In this guide, instructional coach and Ambition Fellow Steve Farndon gives an introduction as to what instructional coaching is, why it's different to the coaching you've seen before, and how it can have an enormous impact.
In terms of impact on student outcomes, instructional coaching has a better evidence base than any other form of CPD.
The principles of instructional coaching are linked to the principles of developing expertise in any domain through the use of deliberate practice. The first step is to identify a destination or outcome, often called the target performance.
Teachers can move from their current performance towards this target performance by practising a sequence of sub-goals with the aid of a coach. This allows them to overcome existing ingrained habits and adopt new behaviours. The input of the coach is in observing the practitioner’s current performance, setting precise sub-goals and designing practice.
This is in sharp contrast with current practice in many schools, where observations are largely about judging the effectiveness of a teacher.
Where feedback is given it is often highly generic, specifying what needs to change but not how the change can happen. Feedback like ‘You need to improve your questioning’ is equivalent to a footballer being told ‘You need to score more goals’ or a surgeon being told ‘You need to heal more patients’!
Instructional coaching is also in contrast to a more traditional coaching model where the coach asks a series of open questions in order to draw out the answer that the practitioner is already aware of.
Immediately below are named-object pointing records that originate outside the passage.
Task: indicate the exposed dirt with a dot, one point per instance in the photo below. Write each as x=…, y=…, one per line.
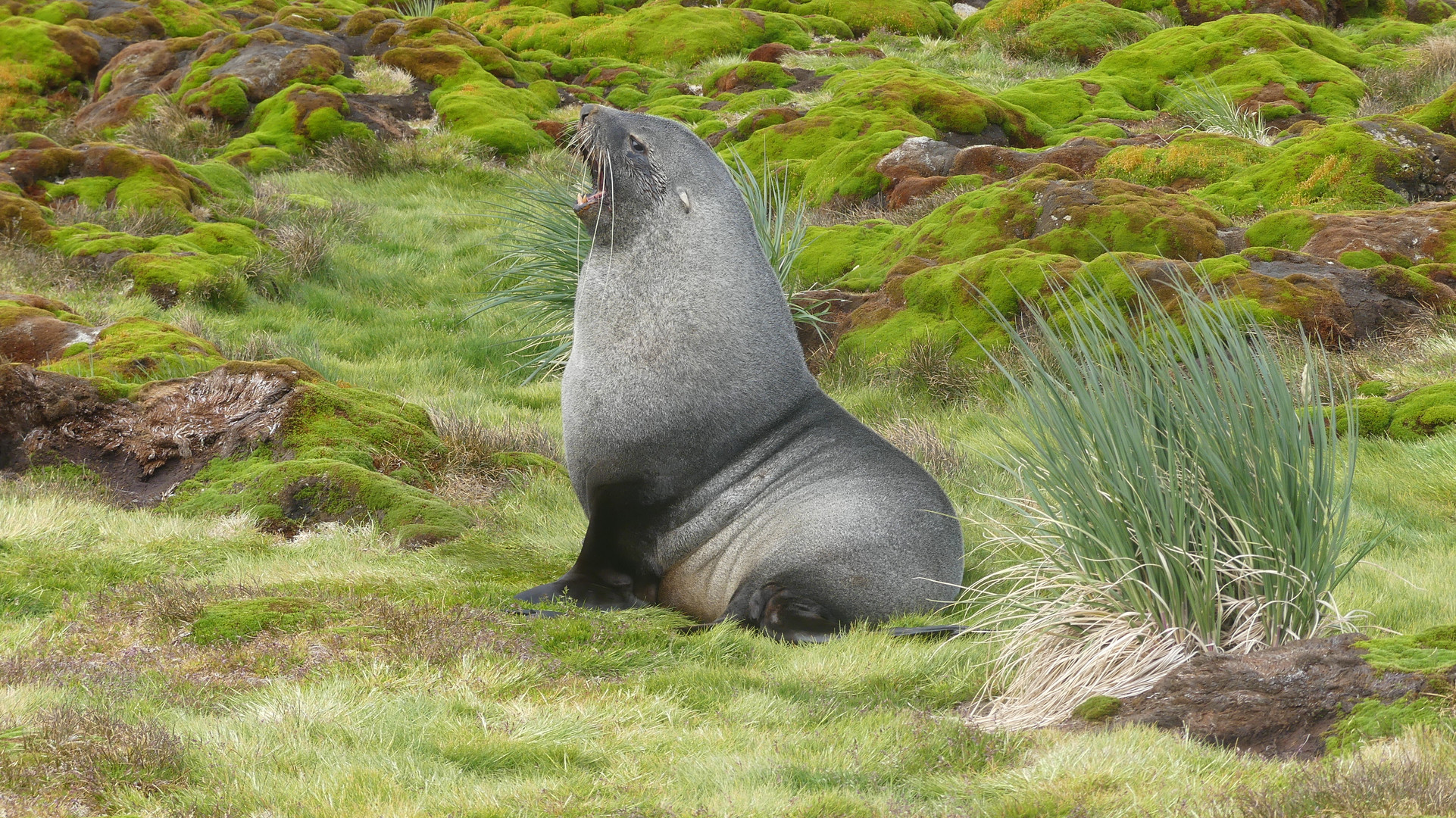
x=142, y=447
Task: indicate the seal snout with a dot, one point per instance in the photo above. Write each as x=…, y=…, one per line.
x=586, y=203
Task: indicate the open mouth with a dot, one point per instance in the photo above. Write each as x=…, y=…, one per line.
x=587, y=201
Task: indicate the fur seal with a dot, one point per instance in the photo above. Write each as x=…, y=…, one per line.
x=718, y=479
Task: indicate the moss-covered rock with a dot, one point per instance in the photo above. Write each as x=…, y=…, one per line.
x=139, y=348
x=1369, y=164
x=290, y=123
x=336, y=457
x=1187, y=162
x=864, y=17
x=835, y=148
x=1083, y=31
x=473, y=101
x=1050, y=210
x=104, y=175
x=42, y=67
x=1289, y=66
x=653, y=36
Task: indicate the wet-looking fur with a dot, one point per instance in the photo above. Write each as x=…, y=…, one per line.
x=718, y=479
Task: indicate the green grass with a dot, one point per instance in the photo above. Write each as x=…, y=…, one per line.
x=414, y=690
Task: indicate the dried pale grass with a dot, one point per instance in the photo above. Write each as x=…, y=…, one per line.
x=382, y=79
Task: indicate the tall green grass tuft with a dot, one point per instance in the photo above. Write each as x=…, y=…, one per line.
x=545, y=249
x=1216, y=112
x=1183, y=497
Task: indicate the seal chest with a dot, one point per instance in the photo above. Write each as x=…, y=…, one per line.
x=717, y=476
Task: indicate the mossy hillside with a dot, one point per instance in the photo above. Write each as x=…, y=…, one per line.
x=1190, y=161
x=954, y=304
x=1375, y=31
x=42, y=67
x=1373, y=720
x=1348, y=167
x=1083, y=31
x=864, y=17
x=475, y=102
x=336, y=459
x=1241, y=55
x=942, y=306
x=1437, y=114
x=1121, y=217
x=833, y=148
x=289, y=124
x=139, y=348
x=235, y=620
x=1430, y=651
x=836, y=254
x=658, y=36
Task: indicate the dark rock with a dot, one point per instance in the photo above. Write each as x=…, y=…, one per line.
x=1376, y=297
x=1277, y=702
x=992, y=134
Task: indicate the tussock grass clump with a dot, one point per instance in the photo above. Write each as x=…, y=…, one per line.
x=382, y=79
x=1183, y=497
x=82, y=756
x=1216, y=112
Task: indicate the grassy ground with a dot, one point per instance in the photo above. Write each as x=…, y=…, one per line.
x=398, y=683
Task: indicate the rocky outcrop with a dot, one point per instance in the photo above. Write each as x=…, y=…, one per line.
x=1280, y=702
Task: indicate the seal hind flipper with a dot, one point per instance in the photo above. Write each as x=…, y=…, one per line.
x=791, y=616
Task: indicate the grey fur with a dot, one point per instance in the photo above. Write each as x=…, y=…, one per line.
x=767, y=502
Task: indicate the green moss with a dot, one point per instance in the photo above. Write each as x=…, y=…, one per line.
x=235, y=620
x=1386, y=31
x=864, y=17
x=832, y=150
x=1373, y=720
x=1424, y=412
x=653, y=36
x=1336, y=167
x=290, y=123
x=170, y=277
x=1241, y=55
x=224, y=98
x=60, y=11
x=1098, y=707
x=1432, y=651
x=941, y=308
x=1290, y=229
x=37, y=60
x=306, y=491
x=1362, y=260
x=475, y=102
x=139, y=348
x=188, y=19
x=1372, y=415
x=1083, y=31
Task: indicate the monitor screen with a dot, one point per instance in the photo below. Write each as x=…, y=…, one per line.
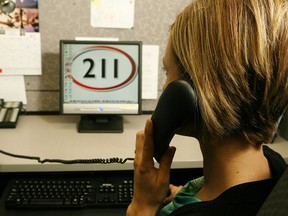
x=100, y=80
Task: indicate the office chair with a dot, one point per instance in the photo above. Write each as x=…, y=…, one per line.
x=277, y=202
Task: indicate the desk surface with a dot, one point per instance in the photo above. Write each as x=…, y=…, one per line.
x=56, y=137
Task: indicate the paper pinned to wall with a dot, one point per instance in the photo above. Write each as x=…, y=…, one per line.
x=12, y=88
x=150, y=61
x=20, y=40
x=20, y=54
x=112, y=13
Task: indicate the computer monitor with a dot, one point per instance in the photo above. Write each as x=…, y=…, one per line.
x=100, y=81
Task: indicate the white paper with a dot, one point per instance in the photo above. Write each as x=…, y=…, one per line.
x=12, y=88
x=150, y=61
x=20, y=54
x=112, y=13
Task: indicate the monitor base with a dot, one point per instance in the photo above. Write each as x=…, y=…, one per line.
x=100, y=124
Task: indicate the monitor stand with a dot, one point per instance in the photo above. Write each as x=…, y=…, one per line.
x=100, y=124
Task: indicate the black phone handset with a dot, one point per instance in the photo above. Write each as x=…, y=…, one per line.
x=176, y=108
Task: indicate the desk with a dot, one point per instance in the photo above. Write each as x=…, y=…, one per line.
x=56, y=137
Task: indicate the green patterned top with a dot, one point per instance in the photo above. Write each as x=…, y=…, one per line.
x=185, y=196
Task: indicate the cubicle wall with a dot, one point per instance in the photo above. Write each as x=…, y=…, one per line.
x=67, y=19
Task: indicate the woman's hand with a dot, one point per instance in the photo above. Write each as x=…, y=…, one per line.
x=151, y=185
x=173, y=191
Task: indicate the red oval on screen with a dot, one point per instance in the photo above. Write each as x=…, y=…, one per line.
x=89, y=83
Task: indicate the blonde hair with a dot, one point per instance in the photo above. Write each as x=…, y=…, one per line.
x=236, y=54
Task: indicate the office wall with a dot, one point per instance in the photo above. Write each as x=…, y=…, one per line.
x=67, y=19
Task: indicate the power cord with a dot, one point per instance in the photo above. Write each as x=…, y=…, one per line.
x=76, y=161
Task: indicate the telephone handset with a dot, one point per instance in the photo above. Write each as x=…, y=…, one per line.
x=176, y=113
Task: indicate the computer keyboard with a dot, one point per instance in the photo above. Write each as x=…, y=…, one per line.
x=69, y=193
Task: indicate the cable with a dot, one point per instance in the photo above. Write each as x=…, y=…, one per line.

Instructional coaching assumes that there are some areas where the teacher being coached is more novice and that the coach, being more expert, will be able to guide their improvement in those areas.
This doesn’t only apply to new teachers – all teachers have areas in which they can improve, and the most efficient way of doing this is to undergo direct, explicit instruction.
We can draw a parallel here with other performance professions: these are jobs which involve significant preparatory work and planning but in which the final outcome is determined to a greater extent by a high stakes final performance – such as acting, surgery, sport or law.
In these cases, coaching looks quite different from the current dominant model in teaching, in these cases coaches:
- identify, and clearly define, the target performance
- identify the biggest gap between target and current performance
- break this down into components which can be practised
- design practice
- facilitate practice in controlled conditions
- give feedback and increase complexity of practice
It might be that a footballer knows that they want to score more goals, but, in the heat of a game, they struggle to work out what is holding them back.
A skilled coach will identify an area which can be worked on – a better first touch when receiving the ball in the final third of the pitch for example. They would then break this down into an element that can be practised: improving weight distribution to give better balance when receiving the ball.
This is then translated into drills that build up in complexity – practising whilst static, then whilst moving, then in a practice game, then in a real game – all whilst receiving corrective feedback. In doing so the footballer tackles a previous weakness in manageable steps and embeds it.
Instructional coaching of teachers seeks to fulfil a similar function: coaches observe lessons and select the area which they think will most improve the teacher’s practice. They then identify how the teacher can improve in this area, creating manageable, bite-sized steps for improvement.
Vitally, they design practice for teachers and give them feedback in controlled conditions before the teacher attempts the new technique in their classroom, helping them to overcome their existing classroom habits.
One example of this process might be a teacher whose students struggle to link prior and new learning and see the relevance of lesson activities. A coach may diagnose this as being an issue with the teacher’s lesson introductions which are over-long and unfocused. The coach would set a next step of scripting out a lesson introduction that links past, current and future learning, offering a model example and getting the teacher to practise this particular aspect of their delivery with feedback.
These bite-sized steps might seem relatively minor, and unlikely to improve student outcomes, however instructional coaching sessions usually form part of a longer trajectory of improvement. For example, a coach may work on the design and implementation of retrieval practice with a teacher whose students are struggling to recall key information over time.
By taking a long-term, incremental approach to improvement, teachers are supported to make sustainable changes to their classroom practice, whilst simultaneously developing the mental models needed to use these new techniques appropriately. This is what makes instructional coaching such a powerful form of professional development.
Successful instructional coaching requires a number of features:
- teachers must be invested in the process
- coaches must possess strong inter-personal skills to develop relationships of trust
- coaches need to be disciplined in terms of setting bite-sized steps for improvement and getting their teachers to practise these
More important than all of these, however, is the expertise of the coach.
In a similar way as coaches in other performance professions, this doesn’t necessarily mean that they need to be expert practitioners of the craft, however they do need to have a broad knowledge of teaching that is declarative rather than tacit i.e. they know what is done, why it is done and how it is done.
Instructional coaching has the impact that it does because of its specificity and incremental nature. It also acknowledges that teachers need high levels of support to adopt new habits in the complex environments of their classrooms.